Interfacial Effect-Induced Electrocatalytic Activity of Spinel Cobalt Oxide in Methanol Oxidation Reaction.

In this study, spinel cobalt oxide (Co 3 O 4 ) nanoparticles without combining with any other metal atoms have been decorated through the influence of two hard templating agents, viz., zeolite-Y and carboxy-functionalized multiwalled carbon nanotubes (COOH-MWCNT). The adornment of the Co 3 O 4 nanoparticles, through the combined impact of the aluminosilicate and carbon framework has resulted in quantum interference, causing the reversal of signatory Raman peaks of Co 3 O 4 . Apart from the construction of small Co 3 O 4 nanoparticles at the interface of the two matrices, the particles were aligned along the direction of COOH-MWCNT. The catalyst Co 3 O 4 -Y-MWCNT exhibited excellent catalytic activity toward the methanol oxidation reaction (MOR) in comparison to Co 3 O 4 -Y, Co 3 O 4 -MWCNT, and bared Co 3 O 4 with the current density of 0.92 A mg -1 at an onset potential of 1.33 V versus RHE. The material demonstrated persistent electrocatalytic activity up to 300 potential cycles and 20,000 s without substantial current density loss.

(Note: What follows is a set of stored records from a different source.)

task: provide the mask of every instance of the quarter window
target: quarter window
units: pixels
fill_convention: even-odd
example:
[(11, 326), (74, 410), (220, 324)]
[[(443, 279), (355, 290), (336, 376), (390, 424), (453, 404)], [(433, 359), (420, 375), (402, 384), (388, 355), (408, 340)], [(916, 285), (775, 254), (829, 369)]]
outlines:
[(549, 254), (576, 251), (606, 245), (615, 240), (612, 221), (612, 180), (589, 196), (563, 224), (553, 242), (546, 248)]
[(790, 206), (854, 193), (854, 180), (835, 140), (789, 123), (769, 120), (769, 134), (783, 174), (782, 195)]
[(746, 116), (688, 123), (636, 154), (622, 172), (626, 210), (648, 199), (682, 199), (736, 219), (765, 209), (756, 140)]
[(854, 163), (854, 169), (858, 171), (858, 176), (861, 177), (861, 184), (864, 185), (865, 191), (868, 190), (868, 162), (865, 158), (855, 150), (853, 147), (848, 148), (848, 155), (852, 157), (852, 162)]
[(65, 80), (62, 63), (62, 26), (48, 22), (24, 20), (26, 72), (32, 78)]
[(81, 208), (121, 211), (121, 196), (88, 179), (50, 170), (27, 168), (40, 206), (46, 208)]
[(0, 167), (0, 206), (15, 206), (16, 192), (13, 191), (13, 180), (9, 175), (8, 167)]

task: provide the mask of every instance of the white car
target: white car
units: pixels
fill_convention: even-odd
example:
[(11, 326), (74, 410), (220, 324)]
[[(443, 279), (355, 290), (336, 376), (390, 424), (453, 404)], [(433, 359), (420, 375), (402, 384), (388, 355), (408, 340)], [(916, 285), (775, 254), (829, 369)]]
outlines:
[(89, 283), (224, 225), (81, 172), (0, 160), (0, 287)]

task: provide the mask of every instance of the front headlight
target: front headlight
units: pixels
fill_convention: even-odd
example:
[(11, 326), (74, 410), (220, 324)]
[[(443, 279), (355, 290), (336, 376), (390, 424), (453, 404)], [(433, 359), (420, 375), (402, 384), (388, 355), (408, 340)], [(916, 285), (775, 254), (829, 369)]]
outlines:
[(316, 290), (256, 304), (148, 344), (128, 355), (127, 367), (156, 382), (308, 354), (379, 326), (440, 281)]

High surface area of zeolite-Y in combination with the excellent conductivity of the COOH-MWCNT enhanced the electrocatalytic performance of the catalyst. The simplicity of synthesis, scale-up, and remarkable electrocatalytic activity of the catalyst Co 3 O 4 -Y-MWCNT provided an effective way toward the development of anode materials for direct methanol fuel cells.